Mob mentality. What comes to mind? Most think of riots, violence, anger, sports arenas, and probably even politics. I recently read an article proposing that people involved in a mob usually become abnormal in behavior, they lose their individualistic drive to the greater mob’s benefit, and display strong emotions or beliefs in their participation. It amazes me what little effort it sometimes takes for a crowd to gather, assembling with a common bond. And yet, how many of us experience this among believers? This past weekend, I saw mob mentality and the impact it can have when Jesus is the common denominator.
Ten churches in our community gathered together, experienced gospel fellowship, and left empowered by the Spirit to spread the gospel. Yes, you might say some of us became abnormal in our behavior, and surely our individual drives were drowned out by the church’s call to unity under the headship of Christ. Worship was sweet, fellowship was sweet, and the unifying power of Christ was made famous among us.
Acts chapter 2 begins, “When the day of Pentecost arrived, they were all together in one place. And suddenly there came from heaven a sound like a mighty rushing wind, and it filled the entire house where they were sitting. And divided tongues as of fire appeared to them and rested on each one of them. And they were all filled with the Holy Spirit and began to speak in other tongues as the Spirit gave them utterance. Now there were dwelling in Jerusalem Jews, devout men from every nation under heaven. And at this sound the multitude came together, and they were bewildered, because each one was hearing them speak in his own language. And they were amazed and astonished, saying, ‘Are not all these who are speaking Galileans? And how is it that we hear, each of us in his own native language? Parthians and Medes and Elamites and residents of Mesopotamia, Judea and Cappadocia, Pontus and Asia, Phrygia and Pamphylia, Egypt and the parts of Libya belonging to Cyrene, and visitors from Rome, both Jews and proselytes, Cretans and Arabians—we hear them telling in our own tongues the mighty works of God.’ And all were amazed and perplexed, saying to one another, ‘What does this mean?’ But others mocking said, ‘They are filled with new wine’ “(1-16).

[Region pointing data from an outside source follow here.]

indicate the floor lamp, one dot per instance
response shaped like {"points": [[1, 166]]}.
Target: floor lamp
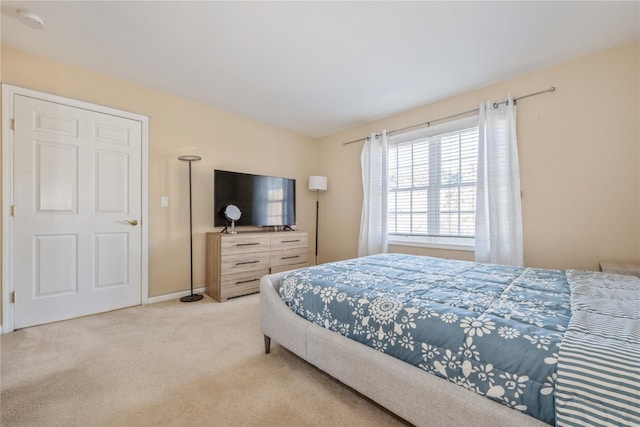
{"points": [[193, 297], [317, 184]]}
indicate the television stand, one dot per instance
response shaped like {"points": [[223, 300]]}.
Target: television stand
{"points": [[236, 262]]}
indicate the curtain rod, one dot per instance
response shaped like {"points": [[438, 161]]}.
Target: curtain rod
{"points": [[453, 116]]}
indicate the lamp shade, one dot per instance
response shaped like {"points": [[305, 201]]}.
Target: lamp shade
{"points": [[318, 183]]}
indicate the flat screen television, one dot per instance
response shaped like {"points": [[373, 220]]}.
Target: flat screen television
{"points": [[262, 200]]}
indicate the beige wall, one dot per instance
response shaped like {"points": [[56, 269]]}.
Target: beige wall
{"points": [[179, 126], [579, 155], [579, 159]]}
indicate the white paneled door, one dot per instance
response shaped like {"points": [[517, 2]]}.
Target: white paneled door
{"points": [[76, 225]]}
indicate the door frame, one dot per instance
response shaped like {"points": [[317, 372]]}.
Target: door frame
{"points": [[8, 285]]}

I can’t help but laugh at the “multitudes” reaction to this mob of lit-up believers. In the next few verses, Peter has to assure the multitudes who have been drawn to the commotion, the believers aren’t drunk. Can you even imagine being so empowered by the Holy Spirit you are accused of being drunk? I have no doubt that as some in our community looked at the mob at Trinity Pines Conference Center, they were perplexed and amazed, probably saying to one another, “I can’t believe she would go to church with so-and-so!” “I can’t believe they managed to get all those Pastors to get along!” “I can’t believe they were willing to drop all their differences to come together!”
Some probably thought it would take some “new wine” for some of us to want to worship together (much less be edified through it), and yet the Holy Spirit made it happen! Christ proved more valuable than our individual church differences and past conflicts. His cause is greater. For a moment, divine mob mentality took over and Christ was glorified! So many, both churched and unchurched have publicly marveled over the work that only God could bring about. Abnormal behavior? You bet! Strong emotion? Not a doubt! The evangelist for the event, Heath Peloquin, began Awaken by echoing Christ’s question to His disciples in Matthew 16, “Who do you say that I am?” Do we believe Christ is able to mute our differences equipping the body to spread His gospel? When we allow His message to unify us, we see Christ’s church as she really is: many nationalities, many tongues, many members, yet one body…His bride. Our unity brings heavenly things, promises of God, to the present. The Kingdom is at hand (Matthew 10:7).